I have a good friend I was trying to convince to move to Montana, and I was looking at the job boards for him when I saw a part-time chaplain position available at a local hospital. Knowing he needed full-time work and was pursuing a different career path, I applied for me.
It is a bit of an HR miracle story, but it only took three days from submitting my application to being on my first interview with my new supervisor. I got on the interview and felt at ease in an interview process for the first time in a long time. I could share my convictions, uncertainties, and shortcomings in a way that wouldn’t be a hindrance. I am thankful for the system I work in, which values identifying and working on those growth edges.
Within a short while, I was out of my online role and beginning to knock on patient doors, introducing myself as part of the spiritual care team, and learning about patients’ spiritual history, personal journeys, and gaining language for talking about the different types of spiritual distress a person can encounter. Initially, I felt like I had no idea what I was doing, but committed to reading, processing, and asking questions.
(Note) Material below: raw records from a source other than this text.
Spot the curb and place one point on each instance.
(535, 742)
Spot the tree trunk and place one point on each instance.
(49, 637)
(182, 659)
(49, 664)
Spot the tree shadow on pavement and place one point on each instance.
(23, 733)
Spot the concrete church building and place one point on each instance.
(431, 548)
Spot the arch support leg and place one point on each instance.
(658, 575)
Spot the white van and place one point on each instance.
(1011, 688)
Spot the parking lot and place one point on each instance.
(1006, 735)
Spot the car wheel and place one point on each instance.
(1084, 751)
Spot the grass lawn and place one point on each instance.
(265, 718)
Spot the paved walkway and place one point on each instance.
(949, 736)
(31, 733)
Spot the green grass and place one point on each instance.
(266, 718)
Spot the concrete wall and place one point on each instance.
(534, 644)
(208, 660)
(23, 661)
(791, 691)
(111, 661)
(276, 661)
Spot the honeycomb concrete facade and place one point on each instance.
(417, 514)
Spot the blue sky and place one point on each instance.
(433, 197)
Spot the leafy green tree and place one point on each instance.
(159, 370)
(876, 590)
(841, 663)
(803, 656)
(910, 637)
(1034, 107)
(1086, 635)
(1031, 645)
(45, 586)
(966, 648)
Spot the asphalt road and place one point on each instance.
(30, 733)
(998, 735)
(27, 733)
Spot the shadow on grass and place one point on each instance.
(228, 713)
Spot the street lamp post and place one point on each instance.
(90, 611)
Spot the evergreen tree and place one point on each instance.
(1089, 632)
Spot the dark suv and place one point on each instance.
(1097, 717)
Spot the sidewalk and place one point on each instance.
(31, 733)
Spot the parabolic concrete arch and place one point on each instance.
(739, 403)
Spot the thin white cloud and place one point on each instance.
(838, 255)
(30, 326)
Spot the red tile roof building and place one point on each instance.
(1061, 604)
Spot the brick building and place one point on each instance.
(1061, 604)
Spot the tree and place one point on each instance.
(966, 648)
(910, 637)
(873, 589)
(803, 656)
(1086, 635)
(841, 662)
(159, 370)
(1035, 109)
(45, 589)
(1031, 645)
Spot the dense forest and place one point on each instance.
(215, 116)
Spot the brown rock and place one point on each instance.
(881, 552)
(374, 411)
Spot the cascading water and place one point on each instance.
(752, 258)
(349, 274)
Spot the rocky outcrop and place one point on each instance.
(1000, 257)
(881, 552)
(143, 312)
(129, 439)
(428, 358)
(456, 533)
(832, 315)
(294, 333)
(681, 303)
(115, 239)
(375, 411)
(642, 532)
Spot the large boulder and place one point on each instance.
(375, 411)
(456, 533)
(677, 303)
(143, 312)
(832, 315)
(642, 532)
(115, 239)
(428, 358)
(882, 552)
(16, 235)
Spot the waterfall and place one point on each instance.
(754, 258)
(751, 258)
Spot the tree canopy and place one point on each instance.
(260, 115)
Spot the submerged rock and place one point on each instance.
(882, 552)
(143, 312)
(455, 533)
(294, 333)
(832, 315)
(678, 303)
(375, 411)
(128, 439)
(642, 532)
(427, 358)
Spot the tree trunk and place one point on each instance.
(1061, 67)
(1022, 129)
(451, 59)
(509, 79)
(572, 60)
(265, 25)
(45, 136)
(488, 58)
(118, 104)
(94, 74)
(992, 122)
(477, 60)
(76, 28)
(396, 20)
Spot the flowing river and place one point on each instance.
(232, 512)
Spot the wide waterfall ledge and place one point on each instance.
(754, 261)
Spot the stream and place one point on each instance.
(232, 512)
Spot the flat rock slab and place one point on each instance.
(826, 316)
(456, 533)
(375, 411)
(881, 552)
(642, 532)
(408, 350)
It took a few months, but I began feeling confident about my chaplain work. Providing for the spiritual, religious, and emotional needs of patients, families, and caregivers is the extent of my job description, and it takes on many forms. I am on call for crisis and trauma. I’ve been called in in the middle of the night to be with family members who are grieving. I was awakened out of a sleepy slumber to learn about the loss others are experiencing, and because I believe we are all connected, the loss I am experiencing. I’ve had long days and just crawling into bed when the pager goes off. And yes, I am finally living my 90’s dream of holding a pager.
Being a chaplain is hard to describe. I am part of an interdisciplinary team of doctors, nurses, CNAs, and therapists of all sorts (respiratory, physical, and psychological). I am there to hold space for a patient’s needs, support other caregivers, and ensure I am charting correctly.
There are things that seminary didn’t prepare me for, and that is okay. I loved the formation I got to experience in seminary. But there are things that none of us are really prepared for. And nothing prepares you for the smells. So. Many. Smells.
Then, I enrolled in CPE. I felt like I was back in the beginning all over again. I felt like I had no idea what I was doing. I am thankful for the words of Brian Zahnd who, when talking about the Christian faith, reminds us that we never start at square one. We are handed a tradition; we bring reason and experience into the room. One of our early CPE lessons is the 80/30 principle. In chaplaincy, 80% of what we bring to the table is from our own processing, experience, and tradition. 80% of chaplaincy is who you are as a person. 30% is what you learn, theories of care, spiritual assessments, etc. And if you are doing the math, yes, it is 80/30 because you always bring more into a room than you need.
But there are things I am learning. I am about six weeks away from finishing my first unit of Clinical Pastoral Education. There is an accrediting body that oversees these units and has given us a list of 25 competencies to work on. Each unit is a lot of hours, 400 to be precise. Three hundred are clinical, and 100 are educational (met through weekly meetings and 3 onsite trips to Spokane, WA). I am thankful for the opportunity to get to do a total of 4 units over the coming years.
Here are the things I am holding closely from this educational environment:
We can still provide good care even though we make mistakes and don’t always say the right things. Don’t get caught up in the words; lean into the moment.
Be on the lookout for deeper and spiritual needs. Depending on faith tradition, sometimes these are the same.
Our culture hasn’t taught us well about compassion and empathy. These are skills to be learned and nurtured, not tools we are handed.
Each emotion is good and valid, and anger always brings a friend. Sometimes, the feelings of others don’t make us feel safe. Try to become curious about why.
The right way to grieve is to do whatever you are doing while you grieve. There is no wrong way to grieve.
Others will try to “should on you.” Don’t let anyone “should on you”; please, don’t “should on yourself.”
There are many more things I can share, and I will in the coming weeks.